Re: [PATCH 3/4] blk-mq: provide internal in-flight variant

Ming Lei <ming.lei@xxxxxxxxxx> · Fri, 4 Aug 2017 19:17:33 +0800

On Thu, Aug 03, 2017 at 02:01:55PM -0600, Jens Axboe wrote:
> We don't have to inc/dec some counter, since we can just
> iterate the tags.

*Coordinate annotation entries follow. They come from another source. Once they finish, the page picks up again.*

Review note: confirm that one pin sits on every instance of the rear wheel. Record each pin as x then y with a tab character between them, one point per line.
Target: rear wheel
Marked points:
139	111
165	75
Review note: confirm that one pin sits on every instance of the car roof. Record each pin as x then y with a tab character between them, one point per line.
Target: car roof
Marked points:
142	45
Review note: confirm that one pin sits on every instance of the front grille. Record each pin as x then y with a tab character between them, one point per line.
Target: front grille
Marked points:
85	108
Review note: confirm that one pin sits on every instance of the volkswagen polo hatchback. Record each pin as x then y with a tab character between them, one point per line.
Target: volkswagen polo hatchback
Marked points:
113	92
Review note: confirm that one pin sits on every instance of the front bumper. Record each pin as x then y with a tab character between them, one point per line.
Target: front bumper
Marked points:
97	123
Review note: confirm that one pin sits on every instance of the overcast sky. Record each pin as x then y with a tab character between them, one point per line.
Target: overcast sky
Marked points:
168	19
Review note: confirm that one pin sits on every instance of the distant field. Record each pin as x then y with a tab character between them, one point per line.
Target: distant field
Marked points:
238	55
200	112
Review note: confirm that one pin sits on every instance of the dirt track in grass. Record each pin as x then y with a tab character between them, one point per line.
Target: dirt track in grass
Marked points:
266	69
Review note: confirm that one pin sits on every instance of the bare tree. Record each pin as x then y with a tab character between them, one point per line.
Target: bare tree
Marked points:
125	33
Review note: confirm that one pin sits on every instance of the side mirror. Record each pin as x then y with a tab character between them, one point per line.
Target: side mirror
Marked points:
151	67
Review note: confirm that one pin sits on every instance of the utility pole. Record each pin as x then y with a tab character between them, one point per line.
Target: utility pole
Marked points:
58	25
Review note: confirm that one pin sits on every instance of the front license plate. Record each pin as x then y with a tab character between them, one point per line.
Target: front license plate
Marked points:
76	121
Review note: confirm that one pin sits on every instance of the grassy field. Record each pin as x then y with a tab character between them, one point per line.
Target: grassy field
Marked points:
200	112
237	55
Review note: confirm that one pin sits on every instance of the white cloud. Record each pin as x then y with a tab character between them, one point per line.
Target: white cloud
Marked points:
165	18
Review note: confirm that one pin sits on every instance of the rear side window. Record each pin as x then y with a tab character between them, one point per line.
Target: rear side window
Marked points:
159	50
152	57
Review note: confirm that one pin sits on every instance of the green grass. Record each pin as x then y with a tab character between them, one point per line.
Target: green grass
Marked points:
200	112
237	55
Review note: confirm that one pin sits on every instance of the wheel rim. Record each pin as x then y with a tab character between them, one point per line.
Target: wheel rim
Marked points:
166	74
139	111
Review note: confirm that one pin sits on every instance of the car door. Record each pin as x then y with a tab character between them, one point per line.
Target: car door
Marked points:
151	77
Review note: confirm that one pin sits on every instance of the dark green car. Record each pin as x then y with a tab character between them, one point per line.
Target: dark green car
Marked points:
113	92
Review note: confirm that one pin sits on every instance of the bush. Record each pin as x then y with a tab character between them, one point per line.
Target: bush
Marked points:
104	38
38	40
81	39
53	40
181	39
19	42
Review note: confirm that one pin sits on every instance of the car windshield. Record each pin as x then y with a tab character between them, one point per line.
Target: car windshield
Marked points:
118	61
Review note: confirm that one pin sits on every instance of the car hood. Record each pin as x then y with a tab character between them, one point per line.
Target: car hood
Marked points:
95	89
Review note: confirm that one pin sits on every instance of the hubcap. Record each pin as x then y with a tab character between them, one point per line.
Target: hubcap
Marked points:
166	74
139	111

That makes inc/dec a noop, but means we
> have to iterate busy tags to get an in-flight count.
> 
> Signed-off-by: Jens Axboe <axboe@xxxxxxxxx>
> ---
>  block/blk-mq.c        | 24 ++++++++++++++++++++++++
>  block/blk-mq.h        |  2 ++
>  block/genhd.c         | 29 +++++++++++++++++++++++++++++
>  include/linux/genhd.h | 25 +++----------------------
>  4 files changed, 58 insertions(+), 22 deletions(-)
> 
> diff --git a/block/blk-mq.c b/block/blk-mq.c
> index 05dfa3f270ae..37035891e120 100644
> --- a/block/blk-mq.c
> +++ b/block/blk-mq.c
> @@ -86,6 +86,30 @@ static void blk_mq_hctx_clear_pending(struct blk_mq_hw_ctx *hctx,
>  	sbitmap_clear_bit(&hctx->ctx_map, ctx->index_hw);
>  }
>  
> +struct mq_inflight {
> +	struct hd_struct *part;
> +	unsigned int inflight;
> +};
> +
> +static void blk_mq_check_inflight(struct blk_mq_hw_ctx *hctx,
> +				  struct request *rq, void *priv,
> +				  bool reserved)
> +{
> +	struct mq_inflight *mi = priv;
> +
> +	if (rq->part == mi->part)
> +		mi->inflight++;
> +}
> +
> +unsigned int blk_mq_in_flight(struct request_queue *q,
> +			       struct hd_struct *part)
> +{
> +	struct mq_inflight mi = { .part = part, .inflight = 0 };
> +
> +	blk_mq_queue_tag_busy_iter(q, blk_mq_check_inflight, &mi);
> +	return mi.inflight;
> +}

IMO it might not be as efficient as per-cpu variable.

For example, NVMe on one 128-core system, if we use percpu variable,
it is enough to read 128 local variable from each CPU for accounting
one in_flight.

But in this way of blk_mq_in_flight(), we need to do 128 
sbitmap search, and one sbitmap search need to read at least
16 words of 'unsigned long',  and total 128*16 read.

So maybe we need to compare the two approaches first.

Thanks,
Ming